Reuters recently interviewed an Ohio Amish couple who have returned to their homes after nearly a year in prison, to which they were sentenced as a result of their hate crimes. Kathryn and Raymond Miller, from Bergholz, Ohio, had participated with 14 others in attacks on several other Amish people in northeastern Ohio under the direction of Sam Mullet, the bishop of the group.
In 2011, the attackers had invaded the homes of Amish families that had not agreed with Mr. Mullet’s orders and had roughly cut the hair and shaved the beards of their victims. Mr. Mullet and his followers were convicted in U.S. federal court of hate crimes. He was sent to prison for 15 years, while the others were sentenced to one to seven years. The story about the prison experiences of Mr. and Mrs. Miller was released by Reuters early last week.
The year in prison was evidently challenging to both of them, and they still have difficult issues to confront. The Amish normally do not have telephones in their homes, but Mr. Miller has to have one. He is on probation and he has to make daily phone calls to his probation officer. He complained that he gets frequent calls from sales personnel trying to sell them things. He says he can’t wait to get rid of the phone line. He also has to wear an electronic ankle monitor at all times, even while he is mowing his hay.
He evidently had a hard time in prison getting used to having a lot of free time, something that the Amish do not encourage. “I read, played softball and played pool. I liked pool and I was pretty good at it,” he told the reporter.
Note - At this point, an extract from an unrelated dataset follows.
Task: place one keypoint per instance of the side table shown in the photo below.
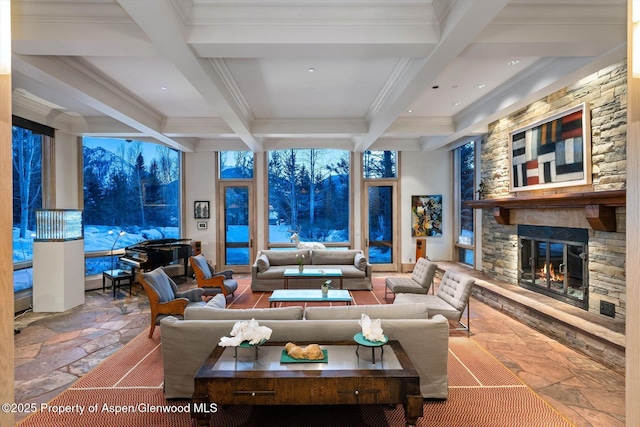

He said, perhaps tongue-in-cheek, that they might want to put a pool table in Mr. Mullet’s home, meaning in the large room in that house the group used for their church services. The reporter noticed Mrs. Miller in the background shaking her head no. She said that she too played pool in prison, but they couldn’t play it around Bergholz. “The girls in prison gave me a hard time that I was gambling,” she said.
She had to leave her three young children in the care of her mother-in-law while she served her prison sentence. The older Mrs. Miller and her husband were among the victims of the attacks in 2011. Evidently, that lady takes the biblical injunction to forgive quite seriously, since her own son and daughter-in-law were among the attackers. Kathryn Miller’s three year old daughter is still calling the older Mrs. Miller “mom,” even though Kathryn has been home from prison for two months.
The reporter noted that Kathryn Miller used some prison slang in her conversation, referring to other prisoners as “cellies” and “bunkies.” She wore a smaller head covering while she was in prison, in addition to long brown dresses. She summed up her prison experience with a chilling phrase: “I didn’t feel like I was Amish.”